God is not “triple, or three by multiplication,” Augustine says ( The Trinity ). Nor does He get bigger by addition: “the Father alone or the Son alone or the Holy Spirit alone is as great as Father and Son and Holy Spirit together,” in contrast to bodies that “grow by being joined together” (6.2.9).

Augustine is aware of the oddity of this kind of talk: “it is not easy to see how you can talk of the Father alone or the Son alone, since the Father is always and inseparably with the Son and the Son with the Father; not that both are Father or both Son, but that they are always in each other and neither is alone.” We can talk about persons alone in the same way “we say the trinity is God alone, though he is always with the holy spirits and souls; but we say that he is God alone because these others are not God with him.” Similarly, we can speak of the Father alone, even though He always has His Son, because the Father is not the Son.

But this doesn’t get to the heart of the oddity of Augustine’s musings on the Persons alone.

Let’s try to imagine the “Father alone,” as if He were the only God. The first thing we should realize is that the “Father alone” is no longer Father, since He no longer has a Son. He’s just God, or the Unbegotten, because, like the Unbegotten of Arianism, He is inherently un-related. How can we even speak of this “Father” stripped of what identifies Him, that is, His Fatherhood?

And if the “Father” without the Son is no longer Father, then He is something less than He is with His Son. He is all that the Father is, minus the Father bit. He may not be “bigger” with the Son than He is without, but with the Son He is something that He wouldn’t otherwise be, namely, Father.

Augustine’s point is that this “Father alone” would still be the same divine substance with all the same divine attributes that He actually possesses. Each person is “perfect” even without the others. But that doesn’t make any sense, because the Persons are persons only by virtue of relations.

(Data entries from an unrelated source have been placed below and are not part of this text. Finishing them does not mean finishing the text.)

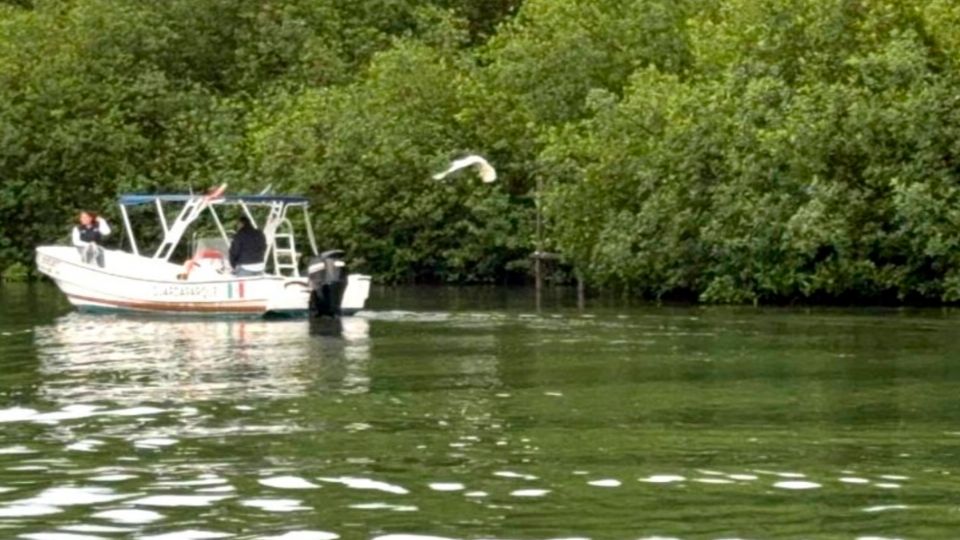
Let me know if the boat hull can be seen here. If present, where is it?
[36,246,369,317]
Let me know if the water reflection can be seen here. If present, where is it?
[33,313,370,404]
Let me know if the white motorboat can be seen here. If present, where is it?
[36,186,370,316]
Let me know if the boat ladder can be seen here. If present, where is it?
[263,203,300,277]
[273,219,300,277]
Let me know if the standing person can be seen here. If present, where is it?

Augustine is no Arian, of course. But it says something about the inner logic of his trinitarian theology that he’s capable of assigning the name “Father” to what must in fact be an un-Father. He doesn’t seem fully to grasp the import of his own contribution – that there are things said of God “relationship-wise” (Hill’s translation) as well as “substance-wise.” And it seems to imply a certain looseness between the Father’s divinity and His Fatherhood, as if the Fatherhood were nearly something that can be stripped away and leave the Father still “perfect” in Himself.